Встав, Салиман направился к выходу. Подойдя к деревянному проему, прежде чем ответить, он долго смотрел на небо.
— Когда мы встретились, — донесся его голос, — когда ты нанял меня, ты спас меня от невольничьих оков, позволив купить свободу своими обещаниями. Ты не нужен мне как раб, сказал ты мне, ибо рабам доверять нельзя. Ты хотел видеть меня свободным, ведущим честную жизнь и служащим тебе — с правом уйти, если я почувствую, что мне стоит искать свое счастье в другом месте. — Салиман повернулся к Джабалу лицом. — Я поклялся, что буду служить тебе всем сердцем и даже если решусь уйти, то первым, кому я объясню причины, по которым ухожу, станешь ты. Я сказал, что до той поры у тебя не будет повода усомниться в моей верности…

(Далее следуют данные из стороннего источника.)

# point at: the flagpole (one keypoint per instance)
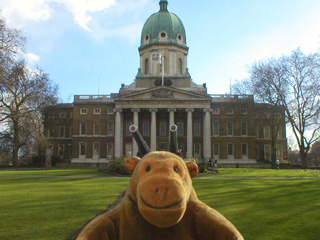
(162, 66)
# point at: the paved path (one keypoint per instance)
(221, 178)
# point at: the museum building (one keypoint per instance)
(229, 128)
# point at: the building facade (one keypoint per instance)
(229, 128)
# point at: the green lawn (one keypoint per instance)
(262, 209)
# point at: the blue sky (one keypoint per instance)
(78, 42)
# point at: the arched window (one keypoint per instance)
(146, 66)
(179, 66)
(164, 61)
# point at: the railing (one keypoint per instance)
(230, 97)
(78, 98)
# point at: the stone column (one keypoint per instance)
(117, 134)
(171, 116)
(153, 142)
(189, 153)
(207, 134)
(136, 123)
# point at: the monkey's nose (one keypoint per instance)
(161, 193)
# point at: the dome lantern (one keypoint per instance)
(163, 27)
(163, 5)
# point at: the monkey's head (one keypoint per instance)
(161, 186)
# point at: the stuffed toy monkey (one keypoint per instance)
(160, 203)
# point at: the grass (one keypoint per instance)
(262, 209)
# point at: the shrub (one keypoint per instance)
(201, 166)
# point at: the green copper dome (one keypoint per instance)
(163, 27)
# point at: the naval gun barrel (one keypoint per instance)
(143, 147)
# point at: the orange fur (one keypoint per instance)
(160, 203)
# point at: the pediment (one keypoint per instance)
(163, 93)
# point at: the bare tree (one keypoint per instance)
(23, 94)
(292, 82)
(12, 43)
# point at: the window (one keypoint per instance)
(230, 149)
(128, 133)
(110, 128)
(96, 128)
(215, 111)
(51, 132)
(145, 129)
(109, 149)
(96, 149)
(82, 148)
(279, 132)
(128, 149)
(229, 129)
(97, 111)
(196, 130)
(216, 149)
(163, 128)
(267, 152)
(62, 131)
(146, 66)
(83, 111)
(197, 148)
(83, 128)
(266, 131)
(243, 111)
(243, 129)
(50, 149)
(179, 66)
(215, 129)
(163, 146)
(180, 128)
(279, 151)
(62, 115)
(257, 132)
(71, 131)
(164, 61)
(110, 111)
(229, 111)
(60, 150)
(244, 149)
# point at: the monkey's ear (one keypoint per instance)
(131, 163)
(193, 169)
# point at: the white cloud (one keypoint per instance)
(81, 9)
(41, 10)
(31, 9)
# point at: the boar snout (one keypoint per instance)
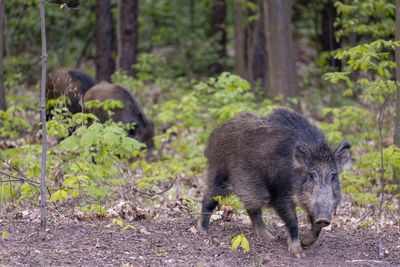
(322, 222)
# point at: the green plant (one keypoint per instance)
(240, 240)
(11, 124)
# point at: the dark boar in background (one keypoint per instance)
(70, 83)
(279, 160)
(131, 112)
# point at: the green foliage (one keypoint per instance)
(364, 17)
(374, 61)
(11, 123)
(240, 240)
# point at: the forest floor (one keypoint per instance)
(168, 237)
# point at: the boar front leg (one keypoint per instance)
(259, 225)
(287, 213)
(313, 234)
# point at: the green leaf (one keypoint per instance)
(245, 244)
(59, 195)
(236, 242)
(129, 227)
(4, 235)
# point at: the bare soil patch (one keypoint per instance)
(167, 240)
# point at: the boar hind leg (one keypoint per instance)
(287, 213)
(259, 226)
(312, 235)
(218, 187)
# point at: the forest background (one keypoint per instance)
(193, 65)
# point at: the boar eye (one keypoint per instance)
(309, 178)
(334, 177)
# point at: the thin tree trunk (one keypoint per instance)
(104, 39)
(258, 57)
(327, 38)
(2, 90)
(250, 51)
(281, 69)
(43, 118)
(397, 127)
(218, 30)
(240, 41)
(127, 35)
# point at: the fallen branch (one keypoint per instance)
(380, 118)
(15, 178)
(371, 261)
(154, 194)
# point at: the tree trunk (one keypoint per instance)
(218, 30)
(2, 90)
(250, 50)
(104, 41)
(397, 127)
(281, 68)
(240, 41)
(43, 119)
(258, 51)
(127, 35)
(327, 38)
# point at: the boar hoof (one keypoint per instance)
(295, 249)
(309, 239)
(264, 233)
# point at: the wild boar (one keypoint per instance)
(279, 160)
(132, 111)
(70, 83)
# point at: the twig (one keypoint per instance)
(380, 118)
(380, 250)
(372, 261)
(43, 119)
(13, 167)
(155, 194)
(9, 180)
(364, 216)
(29, 181)
(394, 217)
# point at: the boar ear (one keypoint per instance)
(342, 155)
(301, 155)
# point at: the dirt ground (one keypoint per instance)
(170, 239)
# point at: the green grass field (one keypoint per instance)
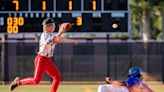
(65, 88)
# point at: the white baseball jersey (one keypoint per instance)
(46, 44)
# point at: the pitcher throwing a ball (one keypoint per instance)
(43, 62)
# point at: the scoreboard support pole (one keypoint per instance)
(4, 60)
(108, 57)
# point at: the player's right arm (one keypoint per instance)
(115, 82)
(64, 40)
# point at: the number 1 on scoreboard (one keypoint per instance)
(16, 2)
(43, 5)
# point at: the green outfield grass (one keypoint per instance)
(65, 88)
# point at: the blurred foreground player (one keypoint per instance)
(43, 62)
(134, 83)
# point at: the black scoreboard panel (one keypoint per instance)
(99, 16)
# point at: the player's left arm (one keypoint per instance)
(146, 88)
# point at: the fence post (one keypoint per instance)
(4, 59)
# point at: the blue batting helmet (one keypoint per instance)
(134, 71)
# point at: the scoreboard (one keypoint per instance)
(99, 16)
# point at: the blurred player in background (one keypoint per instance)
(43, 61)
(134, 83)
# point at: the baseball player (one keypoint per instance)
(43, 62)
(134, 83)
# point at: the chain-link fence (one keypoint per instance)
(89, 61)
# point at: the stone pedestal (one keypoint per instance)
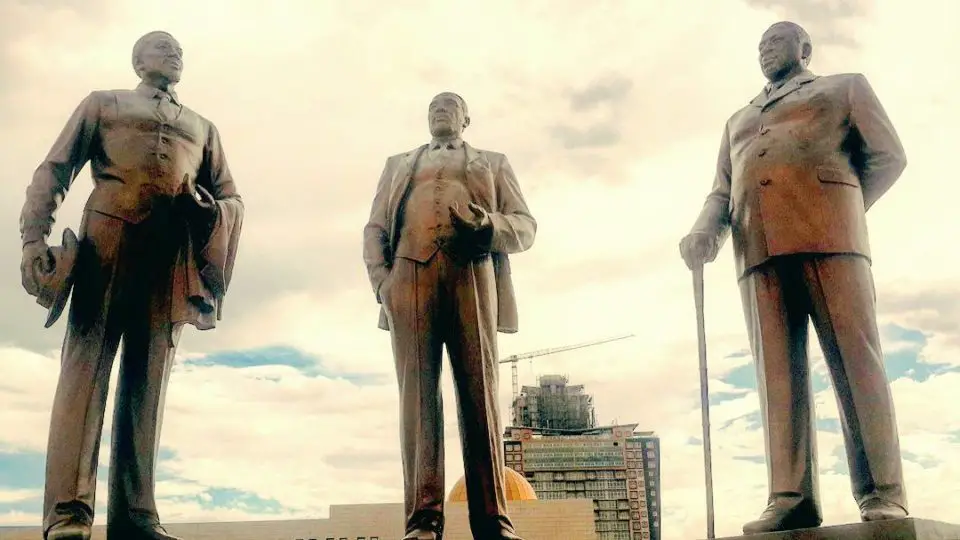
(896, 529)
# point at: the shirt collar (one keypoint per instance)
(452, 144)
(152, 92)
(773, 87)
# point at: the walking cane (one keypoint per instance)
(704, 393)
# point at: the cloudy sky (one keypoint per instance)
(610, 112)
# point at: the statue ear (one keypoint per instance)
(806, 51)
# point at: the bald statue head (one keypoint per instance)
(447, 115)
(158, 58)
(785, 49)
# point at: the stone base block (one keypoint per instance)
(895, 529)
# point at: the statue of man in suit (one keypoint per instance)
(444, 219)
(798, 168)
(156, 249)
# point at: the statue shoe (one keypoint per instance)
(426, 526)
(876, 509)
(776, 518)
(139, 532)
(506, 534)
(70, 529)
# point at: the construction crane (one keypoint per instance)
(514, 358)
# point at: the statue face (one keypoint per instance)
(780, 51)
(446, 116)
(162, 56)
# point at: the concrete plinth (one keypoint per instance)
(895, 529)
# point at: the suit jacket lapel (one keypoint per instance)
(794, 84)
(480, 177)
(401, 176)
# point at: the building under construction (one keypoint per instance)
(554, 404)
(616, 467)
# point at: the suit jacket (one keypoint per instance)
(139, 160)
(492, 185)
(798, 169)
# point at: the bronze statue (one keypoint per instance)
(798, 169)
(444, 219)
(156, 251)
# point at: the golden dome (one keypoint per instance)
(515, 485)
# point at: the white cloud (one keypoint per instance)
(311, 97)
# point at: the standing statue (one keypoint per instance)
(798, 169)
(156, 251)
(444, 218)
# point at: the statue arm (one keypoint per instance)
(714, 218)
(220, 244)
(56, 173)
(879, 156)
(376, 237)
(514, 228)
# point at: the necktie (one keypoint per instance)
(165, 108)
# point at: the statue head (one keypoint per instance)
(785, 48)
(158, 57)
(447, 115)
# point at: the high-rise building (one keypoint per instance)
(554, 404)
(615, 466)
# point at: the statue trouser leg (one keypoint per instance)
(844, 314)
(777, 317)
(89, 347)
(410, 302)
(146, 359)
(837, 293)
(427, 305)
(115, 274)
(472, 347)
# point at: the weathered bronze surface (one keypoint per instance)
(157, 245)
(443, 221)
(797, 170)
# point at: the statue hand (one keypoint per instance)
(196, 202)
(479, 220)
(698, 249)
(473, 233)
(35, 259)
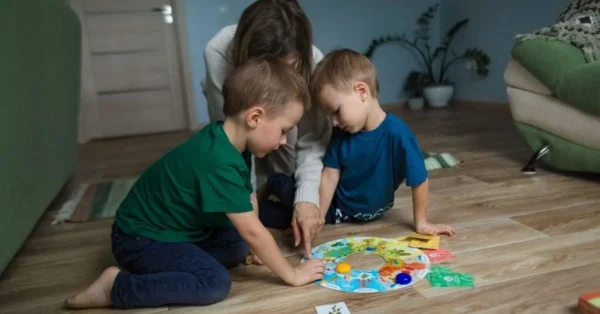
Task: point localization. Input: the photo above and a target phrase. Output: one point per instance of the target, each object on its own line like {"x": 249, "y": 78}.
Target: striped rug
{"x": 94, "y": 201}
{"x": 101, "y": 200}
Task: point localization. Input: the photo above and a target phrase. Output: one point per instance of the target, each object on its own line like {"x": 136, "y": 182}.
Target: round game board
{"x": 398, "y": 256}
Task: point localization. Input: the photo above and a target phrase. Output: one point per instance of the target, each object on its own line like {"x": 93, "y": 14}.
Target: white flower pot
{"x": 438, "y": 96}
{"x": 416, "y": 103}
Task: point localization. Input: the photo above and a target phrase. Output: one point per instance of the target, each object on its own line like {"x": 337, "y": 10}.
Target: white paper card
{"x": 337, "y": 308}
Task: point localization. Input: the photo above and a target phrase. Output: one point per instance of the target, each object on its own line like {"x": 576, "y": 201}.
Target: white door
{"x": 131, "y": 72}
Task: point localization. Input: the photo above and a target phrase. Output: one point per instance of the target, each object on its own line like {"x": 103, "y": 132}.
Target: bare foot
{"x": 98, "y": 293}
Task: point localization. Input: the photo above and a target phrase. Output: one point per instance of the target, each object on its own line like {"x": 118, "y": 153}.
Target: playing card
{"x": 337, "y": 308}
{"x": 439, "y": 255}
{"x": 438, "y": 280}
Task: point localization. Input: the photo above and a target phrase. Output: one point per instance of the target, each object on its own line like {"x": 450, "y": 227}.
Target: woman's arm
{"x": 314, "y": 130}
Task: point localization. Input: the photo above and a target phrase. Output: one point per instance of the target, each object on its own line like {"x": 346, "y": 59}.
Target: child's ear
{"x": 254, "y": 116}
{"x": 362, "y": 90}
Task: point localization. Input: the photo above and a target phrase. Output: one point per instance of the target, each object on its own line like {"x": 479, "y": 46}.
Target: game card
{"x": 439, "y": 270}
{"x": 415, "y": 235}
{"x": 439, "y": 255}
{"x": 432, "y": 244}
{"x": 438, "y": 280}
{"x": 337, "y": 308}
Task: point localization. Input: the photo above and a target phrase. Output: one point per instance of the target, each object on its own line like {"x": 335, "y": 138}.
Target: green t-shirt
{"x": 186, "y": 193}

Ты рассмеялся тогда, но я был серьезен. Я пообещал свое служение всем разумом и сердцем человеку, который вернул мне свободу своим доверием. Во время нападения я был у тебя в услужении, и пускай обычно я защищал твои интересы, в то время как твою жизнь защищал ты сам и другие, но я изменил бы клятве, если бы по крайней мере не попытался спасти тебя. Как выяснилось, я сумел это сделать.
Работорговец внимательно смотрел на своего помощника: менее острыми стали скулы, округлился живот, вот только лицо осталось тем же суровым лицом разъяренного раба, в глазах все так же светился ум.
— Почему же ты ни разу не попытался уйти, Салиман? — тихо спросил Джабал. — Я знаю, что тебе делали предложения.
Я ждал, что ты попросишь у меня больше денег, но ты не делал этого. Почему?
— Я был счастлив на своем месте. Работа на тебя давала мне редкое сочетание безопасности и удовольствия практически без всякого риска — по крайней мере до недавнего времени. Когда-то я мечтал стать искателем приключений или бесстрашным вождем. Потом я познакомился с тобой и понял, что стоит вести такую жизнь и что мне не хватало равновесия между осторожностью и бесстрашием, некоей личной силы, необходимой для руководства. Теперь я знаю это и делаю то, в чем могу реализоваться в наилучшем виде: рисковать чужими деньгами или быть советником у того, кто сам принимает решения о жизни и смерти. — На лицо Салимана набежало облачко. — Тем не менее это не значит, что я разделяю многие твои чувства. Я помогал тебе идти к вершине власти в Санктуарии, помогал тебе найти и принять на службу ястребиные маски, со многими из которых расправились с такой легкостью во время нападения. Я тоже желаю мщения, но знаю, что не мне его организовывать. Это твое дело, и я готов рискнуть чем угодно, чтобы ты остался жить и отомстил.